É essa a razão de fundo da ins­ta­bi­li­dade, da guerra e da in­se­gu­rança. Após os he­di­ondos ata­ques ter­ro­ristas de Paris as­sis­timos a uma su­cessão de epi­só­dios que apontam no sen­tido de uma «glo­ba­li­zação» da es­ca­lada de vi­o­lência. Bur­kina Fasso, Ja­karta, Is­tambul são os úl­timos três exem­plos do terror que se es­palha por quase todos os con­ti­nentes. Como sempre na his­tória, o ter­ro­rismo não surge por «ge­ração es­pon­tânea», está as­so­ciado à po­lí­tica de guerra, que por sua vez está li­gada à ex­plo­ração e à opressão.

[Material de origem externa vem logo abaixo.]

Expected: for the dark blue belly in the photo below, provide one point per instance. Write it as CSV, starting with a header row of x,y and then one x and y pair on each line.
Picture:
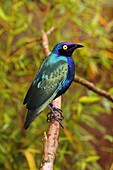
x,y
69,79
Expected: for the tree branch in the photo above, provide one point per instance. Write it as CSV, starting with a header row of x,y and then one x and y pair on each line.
x,y
92,87
50,141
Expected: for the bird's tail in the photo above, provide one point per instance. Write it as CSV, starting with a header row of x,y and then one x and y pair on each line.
x,y
31,115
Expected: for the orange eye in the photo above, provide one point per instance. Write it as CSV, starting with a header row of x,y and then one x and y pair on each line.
x,y
65,47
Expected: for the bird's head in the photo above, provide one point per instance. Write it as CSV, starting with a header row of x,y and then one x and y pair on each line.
x,y
65,48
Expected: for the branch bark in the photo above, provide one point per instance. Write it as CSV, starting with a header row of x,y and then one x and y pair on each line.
x,y
50,141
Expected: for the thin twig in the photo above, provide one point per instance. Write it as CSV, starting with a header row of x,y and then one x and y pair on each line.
x,y
92,87
50,140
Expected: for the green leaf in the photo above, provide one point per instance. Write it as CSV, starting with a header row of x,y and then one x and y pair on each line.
x,y
87,99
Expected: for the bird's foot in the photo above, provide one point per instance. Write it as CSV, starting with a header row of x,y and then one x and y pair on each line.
x,y
53,115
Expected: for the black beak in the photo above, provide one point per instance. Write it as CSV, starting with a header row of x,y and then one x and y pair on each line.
x,y
79,46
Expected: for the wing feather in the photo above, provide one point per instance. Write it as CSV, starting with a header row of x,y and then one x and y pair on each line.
x,y
46,85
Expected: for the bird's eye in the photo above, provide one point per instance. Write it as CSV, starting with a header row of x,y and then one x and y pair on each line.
x,y
65,47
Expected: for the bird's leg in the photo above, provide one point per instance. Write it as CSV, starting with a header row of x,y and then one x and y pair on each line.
x,y
53,114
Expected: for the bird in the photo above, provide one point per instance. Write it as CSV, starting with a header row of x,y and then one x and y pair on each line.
x,y
54,77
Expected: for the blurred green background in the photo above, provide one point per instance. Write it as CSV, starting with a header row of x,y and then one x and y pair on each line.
x,y
86,143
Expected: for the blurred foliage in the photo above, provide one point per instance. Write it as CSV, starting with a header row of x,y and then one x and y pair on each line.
x,y
87,22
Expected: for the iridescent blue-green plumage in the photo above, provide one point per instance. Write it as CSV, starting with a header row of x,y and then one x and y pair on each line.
x,y
52,80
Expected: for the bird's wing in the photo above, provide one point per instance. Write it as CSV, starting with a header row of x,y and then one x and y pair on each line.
x,y
48,82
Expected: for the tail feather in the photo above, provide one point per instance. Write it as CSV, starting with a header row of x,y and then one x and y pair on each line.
x,y
31,115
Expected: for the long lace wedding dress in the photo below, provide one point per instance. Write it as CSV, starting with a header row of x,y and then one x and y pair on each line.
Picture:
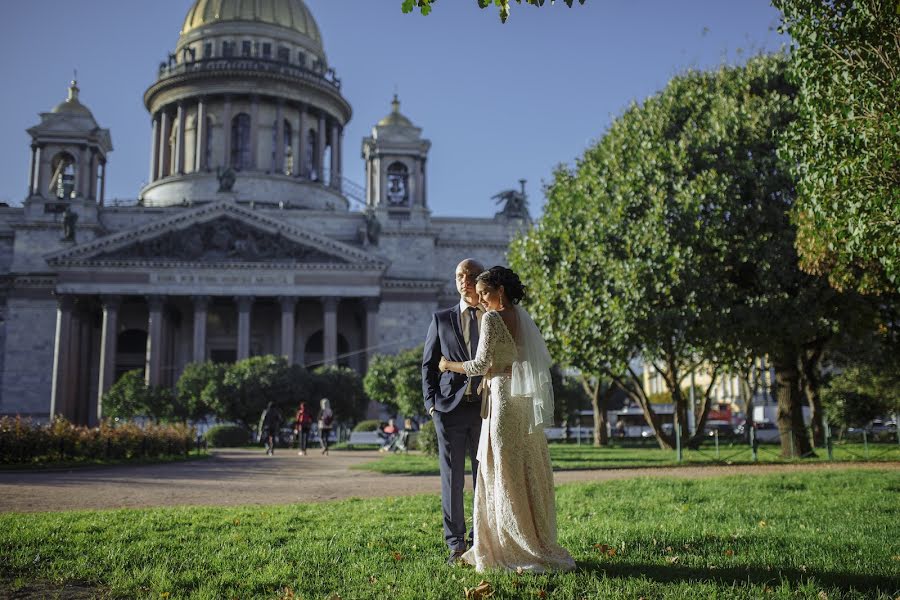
x,y
515,508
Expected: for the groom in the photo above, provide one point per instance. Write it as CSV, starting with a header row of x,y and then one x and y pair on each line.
x,y
453,401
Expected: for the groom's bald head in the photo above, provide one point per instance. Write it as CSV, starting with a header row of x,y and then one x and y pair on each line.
x,y
466,272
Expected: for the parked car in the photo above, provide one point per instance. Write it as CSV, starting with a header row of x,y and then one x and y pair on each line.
x,y
766,431
723,428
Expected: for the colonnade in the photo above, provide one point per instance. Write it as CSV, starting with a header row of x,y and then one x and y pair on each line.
x,y
79,399
168,159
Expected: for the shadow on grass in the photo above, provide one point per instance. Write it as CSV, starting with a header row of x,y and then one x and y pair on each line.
x,y
875,584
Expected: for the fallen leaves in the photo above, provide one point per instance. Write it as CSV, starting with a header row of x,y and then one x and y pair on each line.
x,y
480,591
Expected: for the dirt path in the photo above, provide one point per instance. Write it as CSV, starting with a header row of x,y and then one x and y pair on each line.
x,y
241,477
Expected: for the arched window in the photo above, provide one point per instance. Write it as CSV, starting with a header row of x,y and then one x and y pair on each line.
x,y
288,155
207,160
398,184
62,183
240,141
312,157
288,148
314,350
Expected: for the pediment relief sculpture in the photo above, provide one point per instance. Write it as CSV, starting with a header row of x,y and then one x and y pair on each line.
x,y
221,240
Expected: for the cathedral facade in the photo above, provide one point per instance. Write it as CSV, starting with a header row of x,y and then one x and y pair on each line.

As no­tí­cias de que cri­anças re­fu­gi­adas podem não re­sistir aos ri­gores do In­verno nos Balcãs ou França dão uma ideia clara da bar­bárie. Uma bar­bárie não só to­le­rada mas ali­men­tada por aqueles que en­chem a boca de de­mo­cracia mas que fe­cham os olhos às exe­cu­ções na Arábia Sau­dita ou à mas­siva per­se­guição po­lí­tica na Tur­quia de ac­ti­vistas e aca­dé­micos que lutam pela de­mo­cracia e de­nun­ciam a po­lí­tica de guerra de Er­do­gran que está na origem dos aten­tados de An­kara e Is­tambul. Trata-se de fas­cismo, o mesmo fas­cismo que na Ucrânia, na Po­lónia ou na Hun­gria faz ca­minho na re­pressão das li­ber­dades, na per­se­guição aos co­mu­nistas e no ódio aos es­tran­geiros. Fas­cismo que é apoiado pela NATO e pela «de­mo­crá­tica» União Eu­ro­peia que brindam os seus «ali­ados» turcos e ucra­ni­anos com «pa­cotes de ajuda» e se lançam, com eles, de ca­beça, na ló­gica do con­fronto.

Quando a si­tu­ação caó­tica em que está o Mundo acon­se­lhava a re­tirar li­ções do pas­sado, o único ca­minho que o poder im­pe­ri­a­lista con­segue ver é o da guerra. Não pára e pre­para-se para co­meter os mesmos crimes, sob os mesmos pre­textos, com os mesmos mé­todos. É o caso da pos­si­bi­li­dade de uma nova in­ter­venção mi­litar dos EUA, NATO e UE na Líbia, para onde já correm de­zenas de mi­lhares de ma­rines, e meios mi­li­tares são con­cen­trados nas bases ita­li­anas da NATO e na base bri­tâ­nica em Chipre. Uma guerra que mais uma vez será apre­sen­tada para «repor o con­trolo» a pe­dido «do le­gí­timo go­verno de uni­dade na­ci­onal» e para «com­bater o ter­ro­rismo». Mas que na re­a­li­dade tem um único e só ob­jec­tivo: con­trolar as infra-es­tru­turas do pe­tróleo líbio, que caiu nas mãos dos ex-ali­ados dos EUA em Tri­poli, agora ape­li­dados de Daesh.

A «tem­pes­tade per­feita» está a tomar forma… mas con­tra­ri­a­mente à tem­pes­tade real esta pode ser tra­vada por uma muito mais po­de­rosa força da na­tu­reza: a luta dos povos, pela paz, o pro­gresso e o so­ci­a­lismo.